26ème dimanche de l’année liturgique C et dernier dimanche du mois de septembre, mois de la Bible. Les fidèles, venus nombreux prier au sanctuaire diocésain MCA-Vuhira, ce dimanche 28 septembre 2025, ont médité sur une page percutante de l’Évangile selon saint Luc, qui parle de la parabole du mauvais riche et de Lazare. Un récit évangélique qui résonne comme un appel à la conversion et à la justice sociale. À la présidence, le révérend Abbé Simon Pierre Mahamba, vicaire au sanctuaire, était accompagné de deux autres prêtres ce dimanche 28 septembre 2025.

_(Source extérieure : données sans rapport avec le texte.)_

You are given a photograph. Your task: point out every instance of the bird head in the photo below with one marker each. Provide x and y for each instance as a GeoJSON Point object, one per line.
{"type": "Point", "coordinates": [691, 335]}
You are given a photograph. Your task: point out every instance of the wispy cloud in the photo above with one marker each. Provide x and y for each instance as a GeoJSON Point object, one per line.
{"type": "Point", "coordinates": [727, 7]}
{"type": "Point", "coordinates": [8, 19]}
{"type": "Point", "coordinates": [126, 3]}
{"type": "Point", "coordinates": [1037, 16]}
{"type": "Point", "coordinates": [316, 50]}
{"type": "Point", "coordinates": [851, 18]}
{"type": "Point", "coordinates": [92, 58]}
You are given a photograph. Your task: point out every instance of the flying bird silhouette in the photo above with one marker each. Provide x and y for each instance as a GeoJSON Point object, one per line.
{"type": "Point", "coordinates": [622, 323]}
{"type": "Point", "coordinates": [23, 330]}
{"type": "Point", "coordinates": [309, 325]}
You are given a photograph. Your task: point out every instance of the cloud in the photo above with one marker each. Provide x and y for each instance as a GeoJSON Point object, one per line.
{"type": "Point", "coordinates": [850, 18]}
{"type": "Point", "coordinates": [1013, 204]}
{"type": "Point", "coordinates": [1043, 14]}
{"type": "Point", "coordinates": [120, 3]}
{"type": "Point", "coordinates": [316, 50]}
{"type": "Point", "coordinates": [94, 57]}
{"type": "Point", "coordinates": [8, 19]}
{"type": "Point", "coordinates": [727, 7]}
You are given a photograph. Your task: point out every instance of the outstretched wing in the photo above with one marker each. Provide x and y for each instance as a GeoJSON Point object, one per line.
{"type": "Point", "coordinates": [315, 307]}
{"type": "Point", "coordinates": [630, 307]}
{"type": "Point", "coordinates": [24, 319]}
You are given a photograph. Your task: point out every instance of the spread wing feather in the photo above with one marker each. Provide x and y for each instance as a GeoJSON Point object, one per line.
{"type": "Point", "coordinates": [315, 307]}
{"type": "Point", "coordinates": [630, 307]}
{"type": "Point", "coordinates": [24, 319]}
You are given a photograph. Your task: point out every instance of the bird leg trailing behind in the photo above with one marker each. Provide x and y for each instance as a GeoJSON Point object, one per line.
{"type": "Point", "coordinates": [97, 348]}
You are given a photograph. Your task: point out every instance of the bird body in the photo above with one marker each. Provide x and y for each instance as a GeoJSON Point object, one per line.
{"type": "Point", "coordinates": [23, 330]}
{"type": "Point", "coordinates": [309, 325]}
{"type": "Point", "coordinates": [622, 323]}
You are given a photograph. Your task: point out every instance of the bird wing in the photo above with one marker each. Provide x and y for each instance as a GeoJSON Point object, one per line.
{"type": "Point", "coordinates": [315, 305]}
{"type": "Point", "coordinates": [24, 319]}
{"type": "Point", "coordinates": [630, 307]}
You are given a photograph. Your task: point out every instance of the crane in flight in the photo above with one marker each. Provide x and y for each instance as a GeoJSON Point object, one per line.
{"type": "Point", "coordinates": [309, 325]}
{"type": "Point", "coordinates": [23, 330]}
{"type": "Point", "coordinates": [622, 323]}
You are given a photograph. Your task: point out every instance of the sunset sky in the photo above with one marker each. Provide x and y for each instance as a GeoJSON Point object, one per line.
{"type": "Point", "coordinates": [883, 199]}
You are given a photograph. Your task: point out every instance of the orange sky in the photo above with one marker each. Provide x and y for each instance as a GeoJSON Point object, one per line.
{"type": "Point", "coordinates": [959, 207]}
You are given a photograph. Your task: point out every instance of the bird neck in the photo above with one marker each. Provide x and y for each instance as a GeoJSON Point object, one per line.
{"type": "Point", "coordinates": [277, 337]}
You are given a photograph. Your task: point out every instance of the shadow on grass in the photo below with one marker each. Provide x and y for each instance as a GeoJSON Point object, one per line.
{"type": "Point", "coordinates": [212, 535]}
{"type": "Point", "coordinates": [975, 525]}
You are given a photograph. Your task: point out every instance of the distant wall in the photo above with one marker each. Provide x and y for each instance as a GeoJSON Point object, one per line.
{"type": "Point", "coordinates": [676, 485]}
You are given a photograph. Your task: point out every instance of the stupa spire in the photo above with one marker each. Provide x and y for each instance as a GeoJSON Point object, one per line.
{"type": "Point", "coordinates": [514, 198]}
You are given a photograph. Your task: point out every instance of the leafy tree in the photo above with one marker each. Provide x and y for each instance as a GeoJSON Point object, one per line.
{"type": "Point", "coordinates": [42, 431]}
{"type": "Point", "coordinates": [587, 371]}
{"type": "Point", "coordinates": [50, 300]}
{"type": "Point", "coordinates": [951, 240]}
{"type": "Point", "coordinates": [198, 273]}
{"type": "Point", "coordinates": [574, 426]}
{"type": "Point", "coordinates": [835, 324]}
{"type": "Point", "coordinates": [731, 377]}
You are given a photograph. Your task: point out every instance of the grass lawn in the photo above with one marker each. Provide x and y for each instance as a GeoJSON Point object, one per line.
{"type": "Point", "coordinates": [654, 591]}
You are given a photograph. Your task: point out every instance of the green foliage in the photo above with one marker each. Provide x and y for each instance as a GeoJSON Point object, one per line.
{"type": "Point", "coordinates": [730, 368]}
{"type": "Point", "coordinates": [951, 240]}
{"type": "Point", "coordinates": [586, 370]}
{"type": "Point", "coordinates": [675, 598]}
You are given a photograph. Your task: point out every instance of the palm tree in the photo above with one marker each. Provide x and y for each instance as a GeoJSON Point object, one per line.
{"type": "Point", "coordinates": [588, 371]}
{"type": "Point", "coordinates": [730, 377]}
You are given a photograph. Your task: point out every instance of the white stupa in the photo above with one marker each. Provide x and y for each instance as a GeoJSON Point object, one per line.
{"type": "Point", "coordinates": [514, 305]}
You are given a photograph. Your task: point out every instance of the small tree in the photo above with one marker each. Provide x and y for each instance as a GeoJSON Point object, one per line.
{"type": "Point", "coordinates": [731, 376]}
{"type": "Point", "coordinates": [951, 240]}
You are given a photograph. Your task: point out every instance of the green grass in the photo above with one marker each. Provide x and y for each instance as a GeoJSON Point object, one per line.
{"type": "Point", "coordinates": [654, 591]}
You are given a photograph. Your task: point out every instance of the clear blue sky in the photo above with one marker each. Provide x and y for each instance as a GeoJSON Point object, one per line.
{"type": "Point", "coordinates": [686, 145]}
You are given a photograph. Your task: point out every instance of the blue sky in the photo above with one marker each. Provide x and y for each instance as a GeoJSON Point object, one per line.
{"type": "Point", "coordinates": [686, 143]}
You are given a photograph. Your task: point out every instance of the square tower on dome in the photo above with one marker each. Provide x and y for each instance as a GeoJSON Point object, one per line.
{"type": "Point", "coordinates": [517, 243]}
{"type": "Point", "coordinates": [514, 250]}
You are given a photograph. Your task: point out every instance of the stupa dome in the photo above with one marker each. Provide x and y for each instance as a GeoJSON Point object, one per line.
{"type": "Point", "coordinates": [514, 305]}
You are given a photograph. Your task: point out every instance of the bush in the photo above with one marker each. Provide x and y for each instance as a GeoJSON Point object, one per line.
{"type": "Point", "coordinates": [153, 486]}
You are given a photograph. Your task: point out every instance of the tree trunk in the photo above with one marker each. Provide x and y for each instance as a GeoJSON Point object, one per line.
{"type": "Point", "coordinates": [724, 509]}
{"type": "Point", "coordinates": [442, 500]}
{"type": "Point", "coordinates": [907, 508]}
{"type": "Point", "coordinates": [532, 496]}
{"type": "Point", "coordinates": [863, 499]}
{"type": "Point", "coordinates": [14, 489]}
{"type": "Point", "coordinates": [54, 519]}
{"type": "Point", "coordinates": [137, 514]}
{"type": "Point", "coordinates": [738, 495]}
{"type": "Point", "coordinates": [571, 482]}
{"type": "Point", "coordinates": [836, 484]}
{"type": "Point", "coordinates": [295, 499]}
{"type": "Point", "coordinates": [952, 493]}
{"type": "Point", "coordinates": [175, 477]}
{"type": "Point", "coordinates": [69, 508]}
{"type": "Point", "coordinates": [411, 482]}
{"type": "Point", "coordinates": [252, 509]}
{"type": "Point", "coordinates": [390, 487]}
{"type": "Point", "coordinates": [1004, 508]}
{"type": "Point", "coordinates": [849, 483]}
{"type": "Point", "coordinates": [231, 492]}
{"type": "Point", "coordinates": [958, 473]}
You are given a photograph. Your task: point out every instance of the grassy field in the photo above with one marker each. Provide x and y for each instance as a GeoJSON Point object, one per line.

Tout en commentant la parole de Dieu, le ministre de l’Eucharistie a mis en exergue : « Ce récit entre Lazare et le mauvais riche montre que l’indifférence tue. Le riche ne maltraitait pas Lazare, mais il l’ignorait complètement, et c’est là que réside son péché », a-t-il souligné.
Poursuivant son prêche, l’abbé vicaire a invité les fidèles à ouvrir les yeux sur la misère des autres, en particulier ceux que l’on croise chaque jour sans leur porter assistance. Il a mis en garde contre l’égoïsme, l’orgueil et la recherche effrénée des biens matériels, qui ferment le cœur à Dieu et au prochain. « Ce n’est pas parce qu’on est riche qu’on est condamné. C’est parce qu’on refuse de partager, de voir le pauvre à notre porte, qu’on est en danger de perdition », a-t-il ajouté.
L’abbé Simon Pierre Mahamba a aussi interpellé les responsables, les jeunes et les familles, les appelant à la redevabilité, à l’empathie et à la compassion active. Contrairement au mauvais riche de la parabole, qui supplie trop tard, le célébrant a souligné que l’occasion de faire le bien, c’est maintenant, pas après la mort.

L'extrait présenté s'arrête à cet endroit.